[Epargne] Les drôles de stratégies de placement des Millennials

[Finance] Quels rapports les jeunes Français, les fameux millennials, entretiennent-ils avec l’épargne et les placements ? Quelles sont leurs valeurs sûres ? Surprise ! Ils veulent investir comme le célèbre milliardaire américain Warren Buffett. C’est-à-dire en « bon père de famille », sans prendre de risques ou alors en misant sur des entreprises qu’ils admirent et dont ils sont clients.

Les sociétés cotées en bourse « traditionnelles » ont du souci à se faire. Elles n’intéressent absolument plus les jeunes. C’est la conclusion d’un sondage réalisé à l’occasion du salon Actionnaria, commandé par Air Liquide, une des valeurs les plus « traditionnelles » du CAC 40 qui a fait le bonheur et la richesse des épargnants pendant de longues décennies.

Pourtant, les jeunes Français épargnent : 96 % des répondants âgés de 25 à 40 ans disent mettre de coté régulièrement une partie de leurs revenus et la majorité d’entre eux tous les mois (69 %).

Mais ils privilégient les produits sans risque et peu rémunérateurs. Ils placent leur argent en priorité dans des produits « classiques » d’épargne comme les livrets (livret A, livret jeune, LDD, livrets divers).
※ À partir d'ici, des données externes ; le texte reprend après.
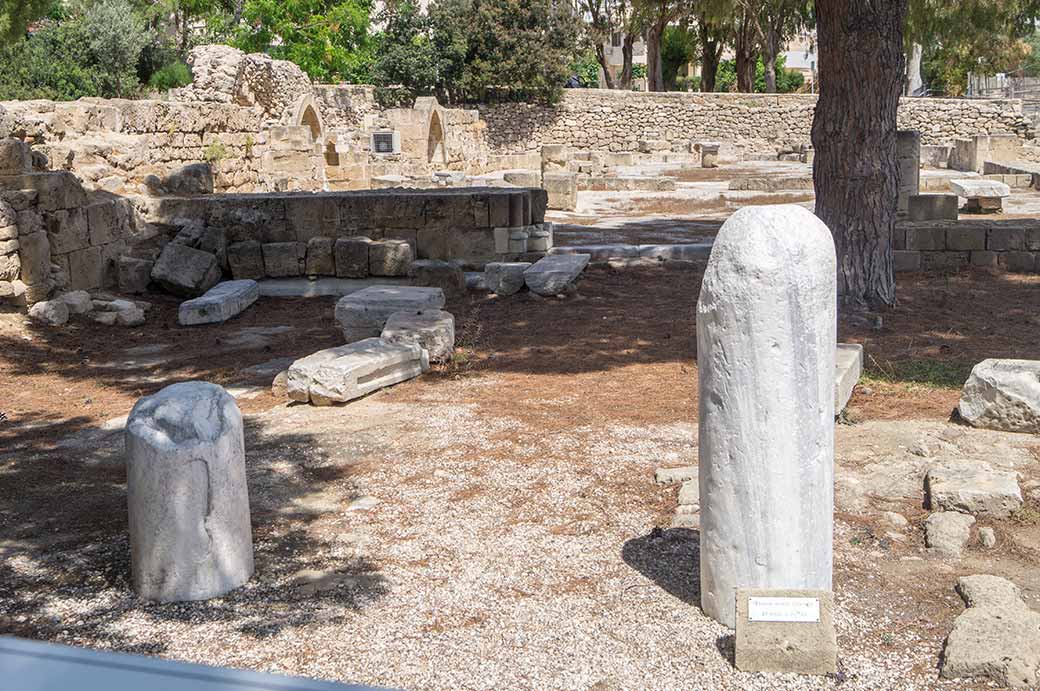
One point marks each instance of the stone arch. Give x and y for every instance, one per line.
x=306, y=113
x=436, y=151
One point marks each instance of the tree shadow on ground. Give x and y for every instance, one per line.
x=669, y=558
x=66, y=547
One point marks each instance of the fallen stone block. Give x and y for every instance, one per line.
x=389, y=257
x=1003, y=394
x=550, y=275
x=562, y=190
x=975, y=488
x=947, y=532
x=363, y=314
x=185, y=272
x=341, y=374
x=433, y=330
x=997, y=637
x=219, y=304
x=982, y=195
x=51, y=312
x=504, y=278
x=190, y=536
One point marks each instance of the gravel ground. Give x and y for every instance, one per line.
x=495, y=558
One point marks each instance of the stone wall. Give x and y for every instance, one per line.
x=468, y=226
x=1012, y=245
x=618, y=121
x=62, y=235
x=113, y=145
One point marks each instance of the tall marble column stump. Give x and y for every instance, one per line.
x=765, y=348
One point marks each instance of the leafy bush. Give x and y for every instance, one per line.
x=587, y=69
x=328, y=39
x=516, y=50
x=787, y=80
x=115, y=36
x=678, y=47
x=170, y=76
x=687, y=83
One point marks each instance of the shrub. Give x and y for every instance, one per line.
x=170, y=76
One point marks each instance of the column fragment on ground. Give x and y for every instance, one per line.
x=765, y=337
x=190, y=535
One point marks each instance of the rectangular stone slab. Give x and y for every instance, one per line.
x=219, y=303
x=344, y=373
x=972, y=187
x=550, y=275
x=364, y=313
x=849, y=366
x=803, y=647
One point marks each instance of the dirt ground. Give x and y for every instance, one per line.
x=514, y=543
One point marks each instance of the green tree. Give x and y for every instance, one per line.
x=328, y=39
x=679, y=47
x=52, y=64
x=16, y=15
x=115, y=36
x=517, y=49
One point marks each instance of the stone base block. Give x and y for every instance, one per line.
x=219, y=304
x=802, y=647
x=364, y=313
x=433, y=330
x=932, y=207
x=551, y=275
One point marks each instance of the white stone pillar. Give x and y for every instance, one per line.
x=189, y=510
x=765, y=348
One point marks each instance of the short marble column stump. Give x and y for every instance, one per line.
x=765, y=357
x=190, y=536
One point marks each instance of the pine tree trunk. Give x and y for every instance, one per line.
x=860, y=48
x=604, y=66
x=744, y=48
x=626, y=61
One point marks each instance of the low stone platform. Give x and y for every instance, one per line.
x=849, y=366
x=364, y=313
x=219, y=304
x=553, y=274
x=322, y=287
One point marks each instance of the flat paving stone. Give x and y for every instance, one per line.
x=344, y=373
x=849, y=366
x=219, y=303
x=550, y=275
x=364, y=313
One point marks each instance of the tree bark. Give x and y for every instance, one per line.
x=770, y=62
x=861, y=60
x=745, y=54
x=710, y=53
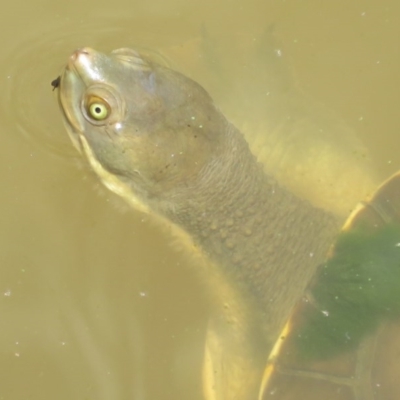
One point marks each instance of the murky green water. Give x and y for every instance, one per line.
x=96, y=302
Constat identique dans le dernier baromètre du Perco (Plan d’Epargne pour la Retraite Collectif) publié par Natexis Interépargne. Les épargnants jeunes plébiscitent ce produit d’épargne salariale qui permet de préparer sa retraite. Mais ils sont surinvestis sur les supports les moins risqués. 50 % des avoirs PERCO des moins de 35 ans et 37 % de ceux des 35-45 ans sont investis en produits « monétaires ».

Mais qu’on ne s’y trompe pas. L’investissement en entreprise les intéresse. 79 % des 25-40 ans ont déjà investi en entreprise ou y songent. Les millennials ont bien compris qu’une part de risque pouvait leur permettre d’atteindre une meilleure rentabilité et l’acceptent.

Mais la nouvelle génération veut avant tout participer à une aventure humaine et technologique. Notamment par le biais du financement participatif, une forme d’investissement très répandue chez les 25-40 ans et en particulier chez les millennials (26 %).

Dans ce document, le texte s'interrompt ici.